Saturday, May 29, 2010

Theater Review: An Adult Evening of Shel Silverstein by Shel Silverstein

On Thursday night, I went and saw a coworker of mine star in Theater Schmeater's production of An Adult Evening of Shel Silverstein by Shel Silverstein. It's a play, but it's not. There are ten individual acts that push the bounds of the absurd.

A couple fight at a restaurant because the girl in the relationship is turning into a "bag lady"; a shoe, an empty picture frame, a bowl of cooked oatmeal; all have a place inside her bag(s). Women get objectified as sex symbols; they get hit on at bus(t) stops, and sold at auctions.
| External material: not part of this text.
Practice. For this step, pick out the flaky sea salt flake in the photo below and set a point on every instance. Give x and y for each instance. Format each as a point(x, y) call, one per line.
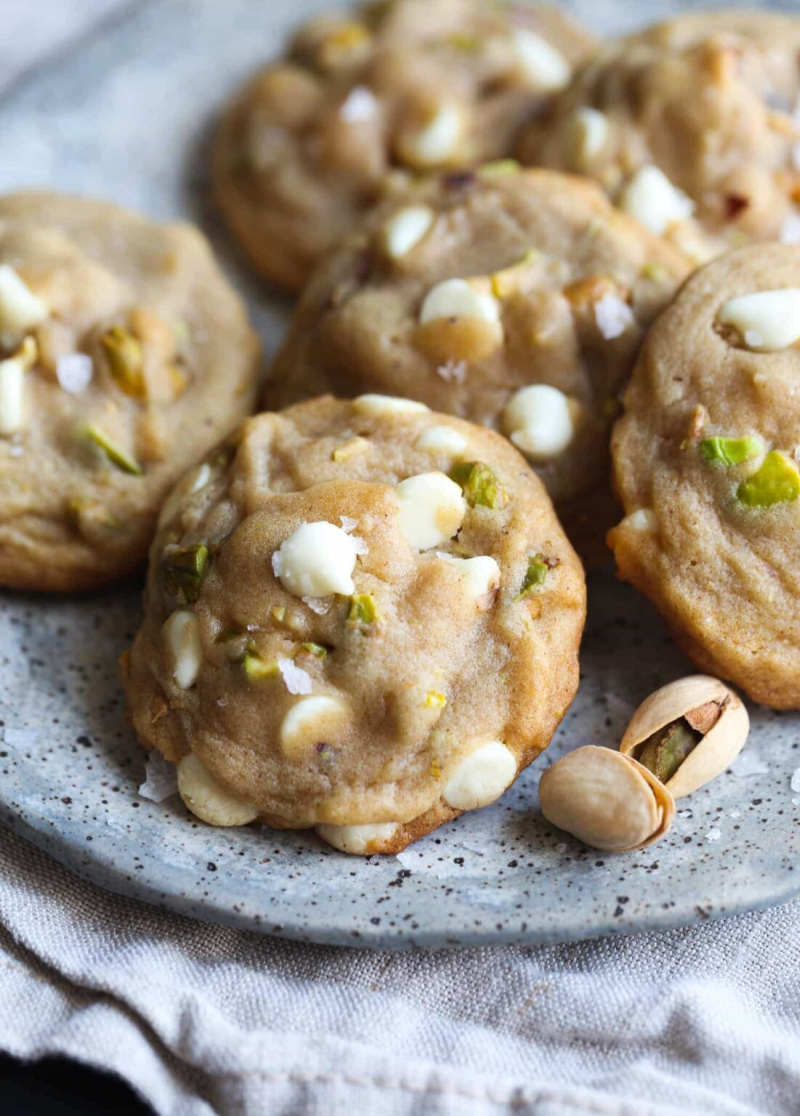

If you are in a lifeboat with your wife, mother, and child, and it's sinking, who are you going to throw overboard? Follow that with a rough group of people beating and ultimately executing the guy who created the catchphrase, "right on!" Next time you take your clothes to the laundromat, check the fine print; they may not be washing your clothes at all. Dinner, rape, murder: thank you, meat and potatoes. Think you can talk about sex whilst only rhyming with words that end in the sound "ee"? They sure can! A blind man fights with his man-dog. Close the proverbial curtains.

If you're lucky enough to get tickets, you should check it out. It plays every Thursday, Friday, and Saturday at 8pm until June 12. As I understand it, most of the remaining nights are sold out, so I would call in advance.